Tying it together: the Gibbs isotherm

There is a clean quantitative link between adsorption and tension. The Gibbs adsorption isotherm says that the amount of a solute adsorbed at a surface is set by how steeply that solute lowers the surface tension as its concentration rises. In plain words: the harder a substance pushes the tension down, the more strongly it must be packing into the surface. Surfactants lower tension steeply, so they adsorb heavily — exactly what we observe.

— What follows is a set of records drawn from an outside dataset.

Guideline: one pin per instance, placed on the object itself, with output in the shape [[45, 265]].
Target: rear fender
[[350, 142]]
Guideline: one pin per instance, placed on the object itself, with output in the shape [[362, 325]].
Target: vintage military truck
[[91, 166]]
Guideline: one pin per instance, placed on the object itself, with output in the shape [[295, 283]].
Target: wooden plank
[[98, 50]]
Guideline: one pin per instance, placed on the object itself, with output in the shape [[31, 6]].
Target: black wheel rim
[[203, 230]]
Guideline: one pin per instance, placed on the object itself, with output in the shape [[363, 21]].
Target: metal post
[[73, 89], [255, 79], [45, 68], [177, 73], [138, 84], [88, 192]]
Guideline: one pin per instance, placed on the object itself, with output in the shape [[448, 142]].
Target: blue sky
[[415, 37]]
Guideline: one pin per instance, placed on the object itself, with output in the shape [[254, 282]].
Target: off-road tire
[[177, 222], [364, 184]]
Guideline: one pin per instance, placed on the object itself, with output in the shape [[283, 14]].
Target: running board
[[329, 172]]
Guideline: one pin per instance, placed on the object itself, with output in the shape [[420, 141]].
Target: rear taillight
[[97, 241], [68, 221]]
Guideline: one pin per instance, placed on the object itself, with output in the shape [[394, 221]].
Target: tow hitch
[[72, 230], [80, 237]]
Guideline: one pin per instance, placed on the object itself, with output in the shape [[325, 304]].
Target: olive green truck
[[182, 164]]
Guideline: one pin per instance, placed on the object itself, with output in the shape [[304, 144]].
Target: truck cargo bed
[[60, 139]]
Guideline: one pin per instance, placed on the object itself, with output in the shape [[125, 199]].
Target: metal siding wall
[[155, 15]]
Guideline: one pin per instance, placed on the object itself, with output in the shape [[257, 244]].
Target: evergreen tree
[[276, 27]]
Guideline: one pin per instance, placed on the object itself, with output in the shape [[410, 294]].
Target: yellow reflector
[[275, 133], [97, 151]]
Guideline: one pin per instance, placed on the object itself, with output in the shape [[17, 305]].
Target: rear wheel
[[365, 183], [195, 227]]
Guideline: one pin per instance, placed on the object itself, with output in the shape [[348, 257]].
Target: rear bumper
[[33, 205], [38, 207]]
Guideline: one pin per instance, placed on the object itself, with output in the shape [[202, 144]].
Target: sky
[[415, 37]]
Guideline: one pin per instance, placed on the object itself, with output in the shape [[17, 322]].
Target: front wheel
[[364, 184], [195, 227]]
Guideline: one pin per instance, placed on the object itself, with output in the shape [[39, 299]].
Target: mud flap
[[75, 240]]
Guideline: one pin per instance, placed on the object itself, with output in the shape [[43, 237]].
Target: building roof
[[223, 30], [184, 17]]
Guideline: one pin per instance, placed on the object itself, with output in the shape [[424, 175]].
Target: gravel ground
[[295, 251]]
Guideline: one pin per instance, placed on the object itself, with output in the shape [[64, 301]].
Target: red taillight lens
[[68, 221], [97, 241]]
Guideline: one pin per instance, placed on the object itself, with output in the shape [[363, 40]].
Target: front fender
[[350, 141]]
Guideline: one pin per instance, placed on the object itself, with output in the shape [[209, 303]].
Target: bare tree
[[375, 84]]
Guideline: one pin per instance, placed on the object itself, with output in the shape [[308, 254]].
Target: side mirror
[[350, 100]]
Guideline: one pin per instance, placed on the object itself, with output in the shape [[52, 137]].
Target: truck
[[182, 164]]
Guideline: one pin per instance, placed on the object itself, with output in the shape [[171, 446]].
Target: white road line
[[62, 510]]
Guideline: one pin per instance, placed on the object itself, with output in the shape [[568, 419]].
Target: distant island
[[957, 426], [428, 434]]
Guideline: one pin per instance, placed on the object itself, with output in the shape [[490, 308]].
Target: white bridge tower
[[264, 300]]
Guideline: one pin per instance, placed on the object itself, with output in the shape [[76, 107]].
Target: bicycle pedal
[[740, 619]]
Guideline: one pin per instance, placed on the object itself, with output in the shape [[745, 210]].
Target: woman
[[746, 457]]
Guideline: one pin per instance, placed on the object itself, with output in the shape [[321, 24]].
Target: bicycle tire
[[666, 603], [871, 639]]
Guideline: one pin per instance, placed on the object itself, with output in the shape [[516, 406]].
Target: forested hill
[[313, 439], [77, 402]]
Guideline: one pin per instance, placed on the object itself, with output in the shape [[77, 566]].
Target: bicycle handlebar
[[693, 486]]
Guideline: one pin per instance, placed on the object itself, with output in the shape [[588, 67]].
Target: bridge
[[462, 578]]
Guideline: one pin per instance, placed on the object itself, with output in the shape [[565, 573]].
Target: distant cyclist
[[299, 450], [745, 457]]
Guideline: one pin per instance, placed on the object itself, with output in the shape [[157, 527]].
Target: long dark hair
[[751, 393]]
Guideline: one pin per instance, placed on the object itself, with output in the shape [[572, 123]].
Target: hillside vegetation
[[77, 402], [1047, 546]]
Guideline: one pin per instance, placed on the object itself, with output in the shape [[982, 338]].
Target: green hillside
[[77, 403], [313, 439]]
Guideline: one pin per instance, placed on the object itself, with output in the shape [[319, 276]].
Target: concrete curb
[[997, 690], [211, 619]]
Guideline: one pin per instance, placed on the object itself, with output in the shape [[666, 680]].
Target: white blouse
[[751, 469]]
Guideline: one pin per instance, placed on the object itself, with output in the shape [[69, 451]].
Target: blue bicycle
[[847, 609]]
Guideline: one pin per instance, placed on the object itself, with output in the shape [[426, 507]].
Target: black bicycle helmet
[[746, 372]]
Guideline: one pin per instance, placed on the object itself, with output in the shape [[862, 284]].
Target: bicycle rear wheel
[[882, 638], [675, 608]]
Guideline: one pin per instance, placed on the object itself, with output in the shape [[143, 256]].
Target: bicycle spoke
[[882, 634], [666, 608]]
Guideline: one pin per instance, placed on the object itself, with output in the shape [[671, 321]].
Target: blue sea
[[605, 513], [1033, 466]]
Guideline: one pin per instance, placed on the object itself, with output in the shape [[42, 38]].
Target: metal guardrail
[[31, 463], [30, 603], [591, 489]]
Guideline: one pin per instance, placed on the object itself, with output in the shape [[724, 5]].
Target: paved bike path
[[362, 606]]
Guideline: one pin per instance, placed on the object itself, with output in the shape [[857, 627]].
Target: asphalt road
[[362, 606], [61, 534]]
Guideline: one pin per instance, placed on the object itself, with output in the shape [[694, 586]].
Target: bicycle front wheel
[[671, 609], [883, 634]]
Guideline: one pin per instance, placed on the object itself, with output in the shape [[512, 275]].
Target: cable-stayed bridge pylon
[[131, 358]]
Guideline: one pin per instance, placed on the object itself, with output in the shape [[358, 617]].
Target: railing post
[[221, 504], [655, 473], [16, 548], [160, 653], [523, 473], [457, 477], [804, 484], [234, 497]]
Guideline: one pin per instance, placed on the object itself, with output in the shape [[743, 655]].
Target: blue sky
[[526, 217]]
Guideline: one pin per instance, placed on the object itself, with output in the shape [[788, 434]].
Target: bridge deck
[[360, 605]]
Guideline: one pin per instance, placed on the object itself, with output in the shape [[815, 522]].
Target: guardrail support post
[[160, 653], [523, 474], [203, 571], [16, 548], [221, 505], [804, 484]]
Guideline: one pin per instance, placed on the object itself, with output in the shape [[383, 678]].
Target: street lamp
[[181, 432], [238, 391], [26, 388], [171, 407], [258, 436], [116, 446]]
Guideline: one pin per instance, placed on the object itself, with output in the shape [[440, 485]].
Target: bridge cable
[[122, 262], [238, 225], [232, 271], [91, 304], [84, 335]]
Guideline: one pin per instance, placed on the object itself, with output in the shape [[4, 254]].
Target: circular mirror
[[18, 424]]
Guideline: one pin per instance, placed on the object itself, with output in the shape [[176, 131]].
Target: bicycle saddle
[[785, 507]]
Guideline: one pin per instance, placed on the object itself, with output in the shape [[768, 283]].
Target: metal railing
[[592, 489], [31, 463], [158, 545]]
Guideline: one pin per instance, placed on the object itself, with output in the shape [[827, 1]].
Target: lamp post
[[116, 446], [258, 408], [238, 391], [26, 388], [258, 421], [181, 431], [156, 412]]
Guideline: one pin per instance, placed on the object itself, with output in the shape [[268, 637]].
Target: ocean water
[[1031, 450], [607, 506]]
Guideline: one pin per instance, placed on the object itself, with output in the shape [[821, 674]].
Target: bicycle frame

Gibbs adsorption isotherm (dilute, nonionic):

  Gamma = -(1/RT) x (d gamma / d ln C)

  Gamma = surface excess (mol per m^2 of surface)
  gamma = surface tension (J per m^2)
  C     = bulk concentration
  R     = 8.314 J per mol per K,  T in kelvin

Reading it:
  - steeper drop in tension  -> larger Gamma
    (more molecules adsorbed)
  - above the CMC, tension stops falling, so the
    slope -> 0 and the surface is fully packed
    (a complete monolayer)

From Gamma you can get the area per molecule:
  area/molecule = 1 / (Gamma x N_A)
  (N_A = 6.022e23 per mol)
The Gibbs isotherm linking how fast tension falls to how much solute packs into the surface.